Although there are many risk factors associated with schizophrenia, in this study, the researchers sought to estimate the proportion of all schizophrenia cases that can be attributed to cannabis use disorder specifically, based on gender and age groups at the national level. population.

The study team estimated that 15% of schizophrenia cases among men could have been prevented in 2021 by preventing cannabis use disorder, in contrast to 4% among women.

For young men between the ages of 21 and 30, they estimated that the proportion of preventable schizophrenia cases related to cannabis use disorder may be as high as 30%. The authors stress that cannabis use disorder appears to be an important modifiable risk factor for schizophrenia at the population level, especially among young men.

This study also adds to existing evidence suggesting that the proportion of new cases of schizophrenia that can be attributed to cannabis use disorder has increased steadily over the past five decades. The authors note that this increase is likely related to the increased potency of cannabis and the increased prevalence of diagnosed cannabis use disorder over time.

"Increased legalization of cannabis in recent decades has made it one of the most widely used psychoactive substances in the world, while public perception of its harmfulness has declined. This study adds to our growing understanding that the Cannabis use is not safe and that the risks are not fixed at any given time," says Dr. Carsten Hjorthoj, lead author of the study and associate professor at the Danish Capital Region Mental Health Services and the University of Copenhagen.
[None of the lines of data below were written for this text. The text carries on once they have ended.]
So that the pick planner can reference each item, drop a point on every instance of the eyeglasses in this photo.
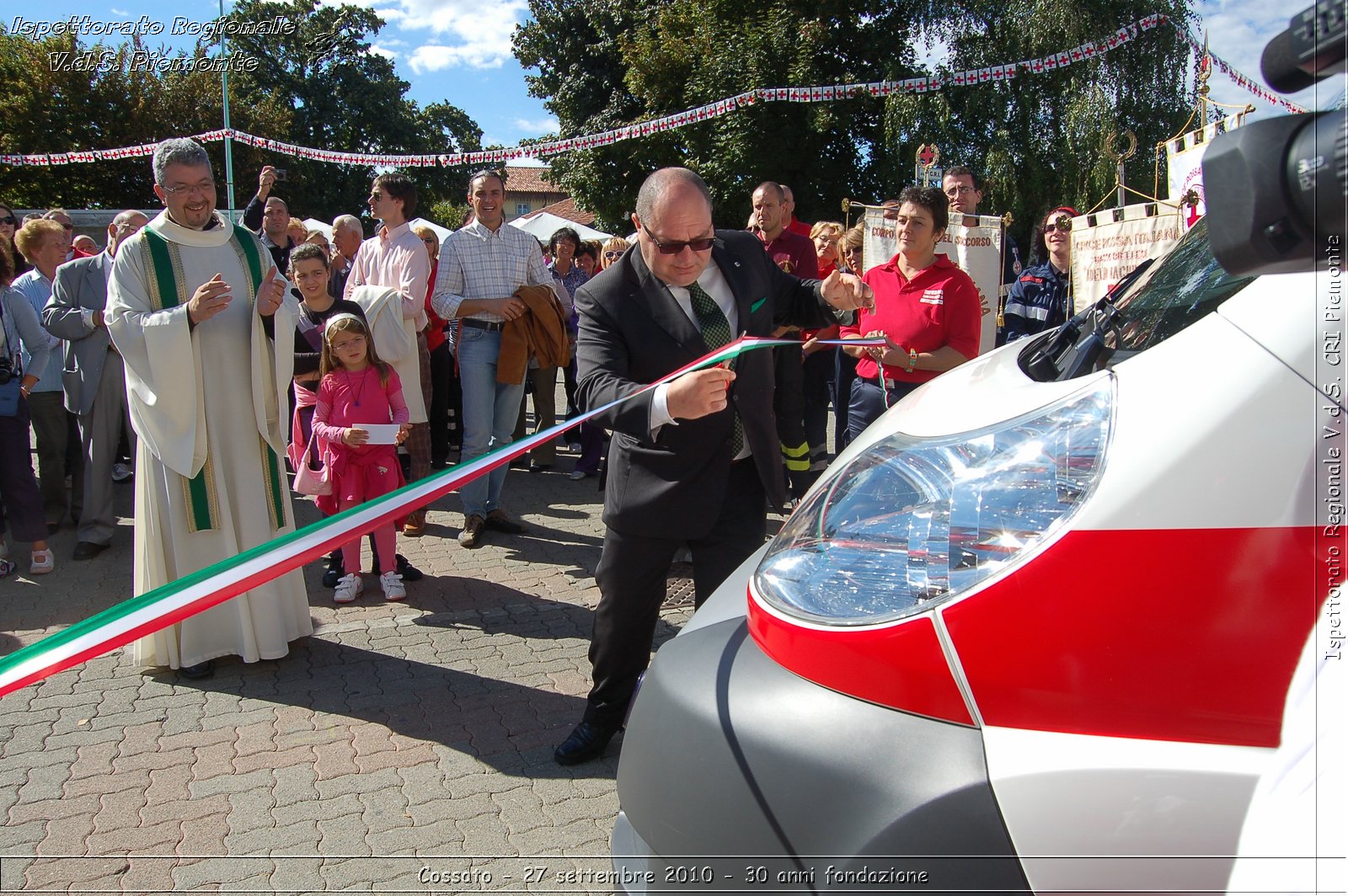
(188, 189)
(678, 246)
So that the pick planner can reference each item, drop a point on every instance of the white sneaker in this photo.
(393, 585)
(348, 588)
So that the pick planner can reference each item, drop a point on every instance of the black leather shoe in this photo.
(586, 743)
(334, 573)
(200, 670)
(409, 572)
(89, 550)
(404, 569)
(503, 522)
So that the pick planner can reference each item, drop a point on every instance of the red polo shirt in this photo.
(940, 307)
(793, 253)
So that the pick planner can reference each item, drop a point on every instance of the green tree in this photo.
(317, 84)
(603, 64)
(101, 101)
(343, 98)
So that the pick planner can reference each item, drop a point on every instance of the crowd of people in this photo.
(368, 361)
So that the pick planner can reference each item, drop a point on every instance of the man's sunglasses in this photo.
(674, 248)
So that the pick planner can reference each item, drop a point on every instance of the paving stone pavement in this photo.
(404, 747)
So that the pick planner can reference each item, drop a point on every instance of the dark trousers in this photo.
(100, 430)
(18, 487)
(570, 387)
(869, 403)
(543, 384)
(819, 376)
(441, 370)
(789, 408)
(631, 579)
(840, 390)
(57, 431)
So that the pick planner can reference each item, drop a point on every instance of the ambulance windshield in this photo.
(1184, 286)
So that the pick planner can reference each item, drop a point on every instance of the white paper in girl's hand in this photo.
(381, 433)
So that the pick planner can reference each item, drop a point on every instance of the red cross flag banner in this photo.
(815, 93)
(1105, 246)
(976, 249)
(1184, 168)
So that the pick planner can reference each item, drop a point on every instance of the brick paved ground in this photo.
(383, 754)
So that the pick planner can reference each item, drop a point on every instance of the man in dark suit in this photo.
(698, 460)
(94, 379)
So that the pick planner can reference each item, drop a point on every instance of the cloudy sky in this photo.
(458, 51)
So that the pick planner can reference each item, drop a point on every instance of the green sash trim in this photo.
(246, 244)
(275, 496)
(168, 287)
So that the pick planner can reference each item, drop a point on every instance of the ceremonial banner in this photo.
(1184, 168)
(1109, 244)
(976, 249)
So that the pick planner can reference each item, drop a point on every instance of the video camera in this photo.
(1277, 190)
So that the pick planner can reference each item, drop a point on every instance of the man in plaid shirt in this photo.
(480, 269)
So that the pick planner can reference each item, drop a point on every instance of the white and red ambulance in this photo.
(1031, 632)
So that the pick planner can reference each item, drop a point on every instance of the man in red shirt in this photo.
(793, 222)
(795, 255)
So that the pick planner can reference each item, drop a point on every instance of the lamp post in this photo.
(224, 96)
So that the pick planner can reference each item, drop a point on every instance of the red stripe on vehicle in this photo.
(902, 666)
(1180, 635)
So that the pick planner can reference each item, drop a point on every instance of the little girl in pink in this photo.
(359, 388)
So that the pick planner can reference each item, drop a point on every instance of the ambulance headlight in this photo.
(913, 522)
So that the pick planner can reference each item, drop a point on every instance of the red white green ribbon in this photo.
(199, 592)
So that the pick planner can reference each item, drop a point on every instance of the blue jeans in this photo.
(869, 402)
(489, 414)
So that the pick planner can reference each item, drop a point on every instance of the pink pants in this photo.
(359, 480)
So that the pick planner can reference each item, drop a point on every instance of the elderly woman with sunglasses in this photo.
(1041, 298)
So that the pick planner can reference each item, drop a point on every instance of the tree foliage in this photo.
(318, 85)
(603, 64)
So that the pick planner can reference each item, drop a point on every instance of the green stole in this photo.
(166, 289)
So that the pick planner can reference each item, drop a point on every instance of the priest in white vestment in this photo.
(206, 330)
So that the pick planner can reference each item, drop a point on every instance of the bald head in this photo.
(275, 219)
(664, 186)
(123, 227)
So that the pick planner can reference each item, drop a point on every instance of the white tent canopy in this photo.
(545, 224)
(314, 224)
(441, 232)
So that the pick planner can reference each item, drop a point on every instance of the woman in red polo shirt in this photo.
(925, 307)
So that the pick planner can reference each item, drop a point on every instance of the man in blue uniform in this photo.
(1041, 298)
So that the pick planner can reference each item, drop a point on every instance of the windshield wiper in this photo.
(1084, 344)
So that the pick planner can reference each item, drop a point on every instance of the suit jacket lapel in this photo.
(738, 280)
(662, 307)
(99, 282)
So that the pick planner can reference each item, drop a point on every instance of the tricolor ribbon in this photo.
(175, 601)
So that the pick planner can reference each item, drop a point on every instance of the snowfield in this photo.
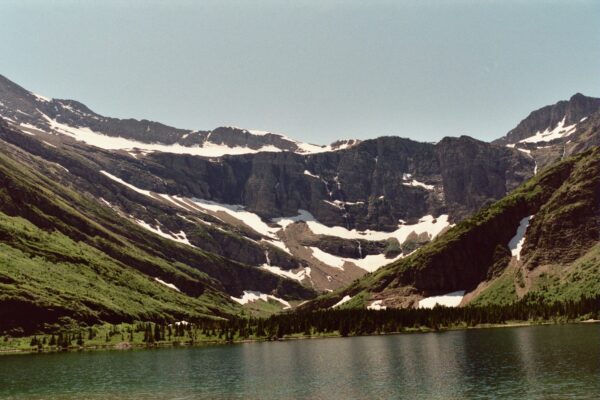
(516, 243)
(170, 285)
(449, 300)
(251, 296)
(345, 299)
(558, 132)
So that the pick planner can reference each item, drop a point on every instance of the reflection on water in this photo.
(535, 362)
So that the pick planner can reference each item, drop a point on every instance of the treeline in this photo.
(364, 322)
(343, 322)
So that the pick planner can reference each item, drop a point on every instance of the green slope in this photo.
(559, 259)
(63, 253)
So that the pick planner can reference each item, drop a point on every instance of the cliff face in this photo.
(557, 131)
(369, 186)
(572, 111)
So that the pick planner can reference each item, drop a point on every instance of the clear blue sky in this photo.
(315, 70)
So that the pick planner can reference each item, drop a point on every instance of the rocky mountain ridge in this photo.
(542, 239)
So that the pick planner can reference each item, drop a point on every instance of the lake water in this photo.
(541, 362)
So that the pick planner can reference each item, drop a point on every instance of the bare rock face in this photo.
(557, 131)
(369, 186)
(572, 111)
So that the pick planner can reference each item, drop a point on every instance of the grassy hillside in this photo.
(559, 260)
(64, 254)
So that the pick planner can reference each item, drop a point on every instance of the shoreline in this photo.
(124, 346)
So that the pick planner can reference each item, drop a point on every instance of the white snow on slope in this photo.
(370, 263)
(558, 132)
(329, 259)
(307, 172)
(376, 305)
(303, 216)
(167, 284)
(345, 299)
(122, 182)
(516, 243)
(279, 244)
(297, 276)
(427, 224)
(416, 183)
(238, 212)
(176, 237)
(40, 97)
(449, 300)
(250, 296)
(88, 136)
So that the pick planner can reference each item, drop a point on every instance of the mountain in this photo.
(322, 216)
(67, 253)
(543, 239)
(557, 131)
(34, 112)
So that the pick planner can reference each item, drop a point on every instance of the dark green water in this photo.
(543, 362)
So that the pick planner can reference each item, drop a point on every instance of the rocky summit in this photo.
(230, 214)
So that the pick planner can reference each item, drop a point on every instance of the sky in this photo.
(317, 71)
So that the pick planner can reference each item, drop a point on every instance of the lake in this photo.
(539, 362)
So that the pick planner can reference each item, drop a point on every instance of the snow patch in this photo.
(376, 305)
(560, 131)
(251, 296)
(516, 243)
(329, 259)
(370, 263)
(448, 300)
(416, 183)
(238, 212)
(308, 173)
(167, 284)
(98, 139)
(122, 182)
(180, 237)
(345, 299)
(297, 276)
(41, 98)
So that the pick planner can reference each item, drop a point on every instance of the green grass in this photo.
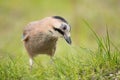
(75, 63)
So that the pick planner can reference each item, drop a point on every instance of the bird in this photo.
(41, 36)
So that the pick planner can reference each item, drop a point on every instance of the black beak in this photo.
(68, 39)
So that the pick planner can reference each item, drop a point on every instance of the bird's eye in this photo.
(64, 27)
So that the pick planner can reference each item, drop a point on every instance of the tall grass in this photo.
(76, 64)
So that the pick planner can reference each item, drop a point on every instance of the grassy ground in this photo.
(94, 54)
(75, 63)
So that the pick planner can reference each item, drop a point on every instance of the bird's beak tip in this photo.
(68, 39)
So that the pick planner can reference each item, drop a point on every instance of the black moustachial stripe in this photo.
(60, 18)
(56, 29)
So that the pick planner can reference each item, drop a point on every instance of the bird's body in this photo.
(40, 37)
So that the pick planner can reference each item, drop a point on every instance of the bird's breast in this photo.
(41, 43)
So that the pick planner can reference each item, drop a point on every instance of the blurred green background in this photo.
(16, 14)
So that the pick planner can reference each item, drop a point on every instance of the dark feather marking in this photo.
(56, 29)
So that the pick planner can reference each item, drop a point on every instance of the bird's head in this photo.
(61, 28)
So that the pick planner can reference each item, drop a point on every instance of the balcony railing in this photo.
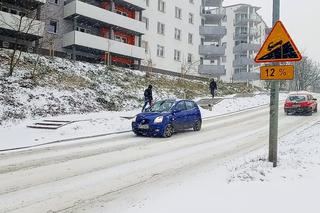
(214, 70)
(243, 61)
(243, 21)
(246, 76)
(28, 25)
(242, 35)
(212, 50)
(103, 44)
(213, 3)
(246, 47)
(79, 8)
(213, 31)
The authors note that further research is needed to examine possible differences in the potency and frequency of cannabis use between young men and women, and to examine the mechanisms underlying the increased vulnerability of young men to the effects of cannabis on schizophrenia.

They insist that the association of cannabis potency with cannabis use disorder and psychosis can help inform public health guidelines; policies on the sale and access to cannabis; and efforts to effectively prevent, detect, and treat cannabis use disorder and schizophrenia.